What’s next for Woodyard Bar-B-Que?
Molloy said he had always planned to step away this year. He has sold his shares in the business back to the Schloegels and plans to return to his native Ireland in the next year.
That leaves Frank III and Frank IV to sort out Woodyard’s future. Currently, they are reaching down into a fifth generation of Schloegels for help. Oscar Scott, grandson of Frank III, manages a brewery in Florida but has been in town the past few months making some updates to the place.
“There’s so much potential here, and it just hasn’t been living up to that potential the past few years,” Scott said. “I’m trying to return it to what it was when the Food Network was here.”
“Oscar’s the energy guy, my dad’s the ideas guy, and then somebody has to be the money guy who deals with payroll and debts and stuff,” Frank IV said. “So I guess that’s me now.”
Woodyard is in the process of getting its liquor license back — it lapsed this summer — and will soon open a small brewery on the property, which they’re calling Boathouse Brewery. Expect new daily specials and more frequent live music out back.

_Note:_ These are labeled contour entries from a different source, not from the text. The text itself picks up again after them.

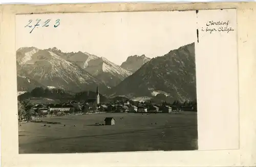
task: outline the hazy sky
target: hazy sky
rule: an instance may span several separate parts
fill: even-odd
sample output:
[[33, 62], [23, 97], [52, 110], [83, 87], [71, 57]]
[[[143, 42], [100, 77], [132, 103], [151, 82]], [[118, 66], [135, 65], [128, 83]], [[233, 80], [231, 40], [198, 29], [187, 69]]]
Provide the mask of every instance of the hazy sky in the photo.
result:
[[[118, 64], [130, 55], [152, 58], [196, 40], [195, 11], [91, 13], [17, 15], [16, 49], [56, 47], [64, 52], [81, 51]], [[41, 19], [41, 26], [25, 26]], [[48, 19], [48, 27], [42, 27]], [[53, 25], [56, 19], [60, 24]]]

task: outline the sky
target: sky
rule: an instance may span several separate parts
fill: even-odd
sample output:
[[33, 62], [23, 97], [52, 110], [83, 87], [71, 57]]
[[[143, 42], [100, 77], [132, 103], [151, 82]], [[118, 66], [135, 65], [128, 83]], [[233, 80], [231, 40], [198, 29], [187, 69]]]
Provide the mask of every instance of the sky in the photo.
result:
[[[36, 19], [39, 25], [30, 33]], [[51, 19], [48, 26], [42, 26]], [[55, 21], [59, 24], [54, 27]], [[25, 27], [30, 20], [29, 25]], [[57, 24], [56, 24], [57, 25]], [[16, 16], [16, 48], [57, 47], [87, 52], [121, 65], [130, 55], [150, 58], [196, 40], [195, 11], [102, 12]]]

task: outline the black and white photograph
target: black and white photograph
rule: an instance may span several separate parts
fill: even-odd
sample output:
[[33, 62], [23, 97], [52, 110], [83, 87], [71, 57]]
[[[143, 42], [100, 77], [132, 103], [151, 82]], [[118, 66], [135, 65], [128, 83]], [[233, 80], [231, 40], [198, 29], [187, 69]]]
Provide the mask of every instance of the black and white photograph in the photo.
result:
[[19, 153], [197, 150], [196, 18], [17, 16]]

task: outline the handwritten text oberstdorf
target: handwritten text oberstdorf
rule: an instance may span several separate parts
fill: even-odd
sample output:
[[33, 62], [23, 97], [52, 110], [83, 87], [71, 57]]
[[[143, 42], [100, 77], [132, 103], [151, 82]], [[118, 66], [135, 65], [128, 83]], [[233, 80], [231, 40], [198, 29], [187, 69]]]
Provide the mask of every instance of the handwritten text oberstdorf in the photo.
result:
[[212, 32], [225, 32], [228, 33], [234, 30], [229, 25], [229, 21], [209, 21], [205, 24], [206, 27], [202, 27], [202, 31], [211, 34]]

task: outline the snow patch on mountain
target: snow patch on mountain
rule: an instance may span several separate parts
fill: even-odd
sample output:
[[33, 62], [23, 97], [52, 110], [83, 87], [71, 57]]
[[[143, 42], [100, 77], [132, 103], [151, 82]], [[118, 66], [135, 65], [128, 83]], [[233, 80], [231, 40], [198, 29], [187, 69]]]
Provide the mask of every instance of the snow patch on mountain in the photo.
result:
[[135, 101], [139, 101], [139, 102], [145, 102], [147, 100], [149, 100], [151, 99], [151, 97], [147, 96], [143, 96], [143, 97], [136, 97], [132, 98], [132, 100]]
[[32, 59], [32, 56], [38, 51], [38, 49], [33, 48], [30, 51], [26, 52], [25, 55], [23, 57], [19, 62], [19, 64], [22, 65], [25, 64], [27, 62], [29, 61]]
[[152, 96], [156, 96], [159, 94], [163, 94], [165, 96], [170, 96], [170, 94], [162, 91], [154, 91], [151, 93]]
[[90, 61], [91, 61], [92, 60], [99, 59], [99, 57], [97, 57], [96, 55], [90, 54], [87, 52], [84, 52], [84, 53], [88, 55], [88, 58], [84, 62], [84, 64], [83, 64], [83, 68], [84, 69], [88, 67], [88, 62], [89, 62]]

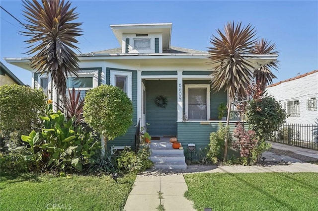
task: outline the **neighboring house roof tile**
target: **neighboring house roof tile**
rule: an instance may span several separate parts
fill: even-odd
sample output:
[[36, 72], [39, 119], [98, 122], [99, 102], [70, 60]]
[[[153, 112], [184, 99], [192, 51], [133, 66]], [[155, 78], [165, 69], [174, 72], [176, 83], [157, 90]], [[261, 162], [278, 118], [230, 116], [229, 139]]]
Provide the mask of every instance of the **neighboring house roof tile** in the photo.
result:
[[2, 62], [0, 62], [0, 68], [1, 68], [1, 71], [4, 72], [5, 74], [10, 77], [14, 82], [15, 82], [17, 84], [21, 85], [25, 85], [25, 84], [21, 81], [19, 78], [16, 76], [14, 74], [12, 73], [11, 71], [7, 69], [6, 67], [3, 64]]
[[[94, 54], [121, 54], [122, 48], [117, 48], [111, 49], [107, 49], [103, 51], [96, 51], [92, 52]], [[190, 49], [189, 48], [180, 48], [179, 47], [171, 46], [170, 50], [163, 50], [163, 54], [207, 54], [206, 51], [198, 51], [197, 50]]]
[[290, 81], [291, 80], [296, 80], [296, 79], [300, 78], [301, 77], [305, 77], [305, 76], [307, 76], [310, 74], [313, 74], [315, 72], [318, 72], [318, 70], [316, 70], [312, 71], [311, 72], [307, 72], [305, 74], [303, 74], [302, 75], [298, 75], [294, 77], [292, 77], [291, 78], [287, 79], [286, 80], [282, 80], [281, 81], [275, 83], [273, 83], [272, 84], [266, 86], [267, 88], [271, 87], [273, 86], [277, 86], [277, 85], [280, 84], [281, 83], [284, 83], [285, 82]]

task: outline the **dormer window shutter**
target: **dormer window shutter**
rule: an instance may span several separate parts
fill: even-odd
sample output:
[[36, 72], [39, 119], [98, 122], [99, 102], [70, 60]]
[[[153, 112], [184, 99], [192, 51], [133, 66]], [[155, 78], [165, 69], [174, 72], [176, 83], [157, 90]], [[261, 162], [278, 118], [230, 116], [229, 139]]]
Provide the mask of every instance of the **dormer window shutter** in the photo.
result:
[[159, 38], [155, 38], [155, 53], [159, 53]]
[[129, 38], [126, 38], [126, 54], [129, 53]]

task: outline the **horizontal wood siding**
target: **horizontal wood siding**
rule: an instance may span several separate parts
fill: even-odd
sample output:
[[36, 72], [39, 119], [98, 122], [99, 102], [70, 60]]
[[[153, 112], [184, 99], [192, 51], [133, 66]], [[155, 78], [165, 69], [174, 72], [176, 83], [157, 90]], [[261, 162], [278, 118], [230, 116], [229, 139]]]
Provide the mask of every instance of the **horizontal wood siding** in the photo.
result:
[[[177, 135], [177, 81], [176, 80], [150, 80], [146, 82], [146, 121], [151, 136]], [[157, 96], [166, 97], [165, 108], [155, 103]]]
[[133, 113], [133, 125], [129, 129], [127, 132], [123, 136], [117, 137], [114, 140], [110, 141], [107, 143], [107, 148], [110, 149], [113, 146], [131, 146], [133, 149], [135, 148], [135, 133], [136, 132], [135, 125], [137, 122], [137, 73], [136, 70], [123, 70], [114, 68], [106, 69], [106, 84], [110, 84], [110, 70], [114, 70], [127, 71], [132, 72], [132, 101], [134, 112]]
[[143, 71], [142, 75], [176, 75], [176, 71]]
[[[225, 126], [226, 123], [225, 122], [223, 124]], [[230, 123], [230, 130], [232, 134], [235, 129], [235, 124], [236, 123]], [[248, 128], [248, 125], [245, 124], [245, 128]], [[197, 158], [199, 154], [202, 153], [205, 147], [208, 148], [210, 134], [216, 132], [219, 128], [219, 123], [217, 122], [204, 125], [201, 125], [200, 122], [178, 122], [178, 141], [183, 146], [184, 154], [187, 156], [189, 155], [188, 144], [194, 143], [196, 147], [195, 156]]]
[[212, 71], [182, 71], [183, 75], [210, 75]]
[[[185, 99], [185, 84], [210, 84], [211, 81], [209, 80], [183, 80], [183, 105], [184, 105], [184, 100]], [[218, 120], [219, 111], [218, 108], [221, 103], [227, 103], [227, 96], [226, 92], [223, 91], [215, 92], [212, 88], [210, 95], [210, 118], [212, 120]], [[184, 108], [185, 106], [183, 106], [183, 113], [185, 112]], [[187, 113], [187, 112], [186, 112]]]

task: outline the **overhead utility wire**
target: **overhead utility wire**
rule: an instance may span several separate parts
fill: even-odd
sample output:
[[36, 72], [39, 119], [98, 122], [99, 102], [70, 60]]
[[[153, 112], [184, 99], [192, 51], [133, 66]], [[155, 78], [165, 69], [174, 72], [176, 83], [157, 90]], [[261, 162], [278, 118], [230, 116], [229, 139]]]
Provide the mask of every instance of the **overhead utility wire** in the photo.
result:
[[[9, 14], [12, 17], [13, 17], [13, 18], [14, 18], [15, 20], [16, 20], [17, 21], [18, 21], [19, 23], [20, 23], [20, 24], [21, 24], [22, 25], [23, 25], [23, 26], [24, 26], [26, 28], [28, 28], [28, 27], [26, 27], [26, 26], [22, 22], [20, 21], [17, 18], [16, 18], [15, 17], [14, 17], [13, 16], [13, 15], [11, 14], [10, 12], [8, 12], [7, 11], [6, 11], [6, 10], [5, 9], [4, 9], [3, 7], [2, 7], [0, 5], [0, 7], [3, 9], [3, 10], [4, 10], [7, 13]], [[32, 30], [29, 29], [30, 31], [31, 31], [31, 32], [32, 32], [33, 33], [34, 33], [32, 31]], [[75, 50], [76, 51], [77, 51], [80, 54], [81, 54], [81, 52], [78, 49], [75, 49]]]

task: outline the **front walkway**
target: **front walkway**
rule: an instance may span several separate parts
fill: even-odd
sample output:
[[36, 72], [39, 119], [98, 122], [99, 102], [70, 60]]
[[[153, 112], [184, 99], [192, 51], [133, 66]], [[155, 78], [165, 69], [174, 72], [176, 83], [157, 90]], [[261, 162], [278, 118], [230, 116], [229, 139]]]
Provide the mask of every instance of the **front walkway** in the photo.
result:
[[124, 210], [157, 211], [161, 203], [166, 211], [195, 211], [193, 203], [183, 197], [187, 190], [180, 170], [145, 172], [137, 175]]
[[[272, 142], [272, 148], [290, 151], [298, 154], [318, 158], [318, 151]], [[266, 152], [265, 161], [281, 161], [283, 164], [268, 165], [266, 162], [257, 165], [203, 166], [189, 165], [187, 169], [150, 170], [137, 175], [133, 190], [129, 194], [124, 210], [126, 211], [157, 211], [161, 203], [166, 211], [195, 211], [193, 203], [183, 195], [187, 190], [183, 174], [195, 173], [261, 173], [317, 172], [318, 165], [303, 162], [287, 156]], [[270, 162], [269, 163], [271, 163]], [[159, 193], [162, 199], [159, 199]]]

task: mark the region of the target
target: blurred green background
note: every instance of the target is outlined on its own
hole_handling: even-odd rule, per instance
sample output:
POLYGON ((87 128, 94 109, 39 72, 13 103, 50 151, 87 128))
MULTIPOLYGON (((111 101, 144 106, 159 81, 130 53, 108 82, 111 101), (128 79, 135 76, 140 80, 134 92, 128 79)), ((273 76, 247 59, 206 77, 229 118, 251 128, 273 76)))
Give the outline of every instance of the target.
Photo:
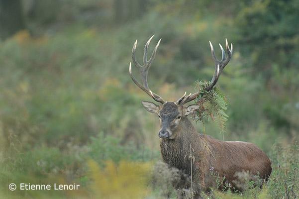
MULTIPOLYGON (((297 160, 299 177, 290 152, 299 137, 298 21, 296 0, 0 0, 0 196, 158 197, 146 182, 160 159, 159 120, 128 74, 135 40, 141 60, 153 34, 150 50, 162 41, 149 84, 169 101, 212 76, 209 40, 219 57, 217 44, 232 42, 218 84, 229 102, 224 139, 257 144, 286 180, 297 160), (57 182, 81 189, 7 189, 57 182)), ((222 139, 216 124, 205 127, 222 139)))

Franktoberfest, an event featuring German dance music, will be held Saturday, Oct. 25. It’s meant to serve as a kind of grand reopening of Woodyard and an 84th birthday party for Frank III.
“The thing about getting old is, you can think a lot, you can talk a lot, you can toss out a lot of ideas — but you can’t really act on anything, because you can’t move around like you used to,” Frank III said.
He pointed to his son across the table and his grandson standing in the doorway. His daughter, Theresa, was down by the train tracks piling up logs for the wood business.
“Fortunately, I got all these people here to help me.”